New novel underwhelms readers

Critics have been comparing Garth Risk Hallberg’s first novel, City on Fire, and its representation of late-1970s New York City to Charles Dickens’ A Tale of Two Cities and its London in upheaval.

In true Dickensian form, Hallberg’s 900-page novel dives into late-1970s New York City: corrupt millionaires, punk rockers, graffiti artists and drugs. As with most other behemoth novels, Hallberg creates almost a dozen characters and then intricately winds each of their stories together with one fatal scene: a young girl found shot dead in the snow on New Year’s Eve.

Most of the main characters in the novel are running from the suffocating presence of their parents and into the chaos of the city. William Hamilton-Sweeny was the lead singer of punk band Ex Post Facto before he was pushed aside by Nicky Chaos, another member of the band.

William is the only son of the Hamilton-Sweeneys, a family that uses its massive wealth to manipulate the entire city and the people within it. He abandoned his family years ago to pursue his passion for art, music and drugs, but now finds himself being drawn inextricably back in.
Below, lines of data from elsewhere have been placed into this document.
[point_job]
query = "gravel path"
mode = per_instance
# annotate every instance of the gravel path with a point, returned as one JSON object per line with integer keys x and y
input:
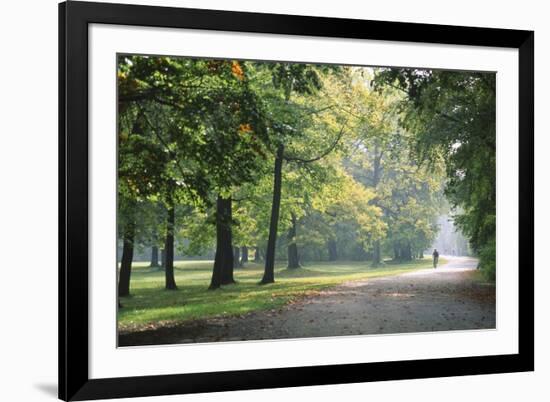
{"x": 442, "y": 299}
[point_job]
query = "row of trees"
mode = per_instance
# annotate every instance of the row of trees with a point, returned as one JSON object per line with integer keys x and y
{"x": 229, "y": 154}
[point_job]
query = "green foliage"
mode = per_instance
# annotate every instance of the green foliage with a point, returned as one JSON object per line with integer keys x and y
{"x": 452, "y": 115}
{"x": 150, "y": 306}
{"x": 487, "y": 260}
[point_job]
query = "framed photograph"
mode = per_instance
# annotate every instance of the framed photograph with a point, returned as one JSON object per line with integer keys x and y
{"x": 258, "y": 201}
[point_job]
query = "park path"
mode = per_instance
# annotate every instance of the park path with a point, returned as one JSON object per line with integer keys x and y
{"x": 442, "y": 299}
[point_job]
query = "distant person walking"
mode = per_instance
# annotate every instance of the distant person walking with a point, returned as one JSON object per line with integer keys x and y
{"x": 435, "y": 255}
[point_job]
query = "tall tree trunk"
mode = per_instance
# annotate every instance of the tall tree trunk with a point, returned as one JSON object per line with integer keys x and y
{"x": 162, "y": 258}
{"x": 154, "y": 257}
{"x": 293, "y": 259}
{"x": 396, "y": 252}
{"x": 258, "y": 254}
{"x": 126, "y": 260}
{"x": 332, "y": 250}
{"x": 376, "y": 257}
{"x": 223, "y": 261}
{"x": 269, "y": 271}
{"x": 244, "y": 254}
{"x": 376, "y": 176}
{"x": 169, "y": 249}
{"x": 406, "y": 254}
{"x": 237, "y": 257}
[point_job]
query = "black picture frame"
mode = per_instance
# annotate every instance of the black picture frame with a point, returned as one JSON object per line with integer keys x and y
{"x": 74, "y": 381}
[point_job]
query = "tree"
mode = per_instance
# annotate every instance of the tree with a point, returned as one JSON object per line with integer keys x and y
{"x": 452, "y": 114}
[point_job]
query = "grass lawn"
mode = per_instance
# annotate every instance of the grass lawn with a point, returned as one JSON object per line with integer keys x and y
{"x": 150, "y": 306}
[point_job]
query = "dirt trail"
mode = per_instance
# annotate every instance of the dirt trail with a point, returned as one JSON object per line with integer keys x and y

Samantha is a young girl from Long Island who, in her attempts to get away from her churlish father, discovers punk rock, specifically the music of Ex Post Facto, and is drawn into the city to experience more of this scene. She falls in love with Nicky Chaos and his friends, who form the Post-Humanist Phalanx, an anarchist terrorist cell intent on reinvigorating the city.

Mercer is a gay, black man trying to shed his Southern roots and the judgment of his parents. He moves to New York from Georgia to become an English teacher, and quickly falls in love with William.

The characters are believable, though awfully predictable.The most sluggish parts of the book are when Hallberg dedicates pages upon pages to characters’ backstories that the reader could have intuited for herself.

The most compelling character, though, is the city itself.  It is cold and unyielding, but each person is helplessly drawn to it. Even as the city breaks them and changes them, they keep coming back, surging forward into the dark of the unknown.

This metaphorical dark crashes with the literal when the Great New York Blackout of July 1977 hits the city. Up until this point, time has surged back and forth through the months that preceded and followed the night of Samantha’s murder.

In the blackout, though, time shudders to a halt. The reader knows that the blackout is going to be the climax of the story. Everything will be made clear in the dark, a nice little irony that Hallberg plays with. Everything is racing towards this point, but it takes Hallberg almost 150 pages to get there. No author can maintain a sense of suspense for that long.

That is Hallberg’s downfall. It isn’t that his story is uninteresting; it’s that he takes too long to tell it.

He bogs himself down in detailed backstories and characters that hardly deserve the thousands of words that he dedicates to them. He stalls whole paragraphs with flowery writing that shows off his skill as a writer but hugely distracts the reader from what’s actually going on.

Ultimately, Hallberg tries to fit the whole of New York City in a novel, and that’s just not possible.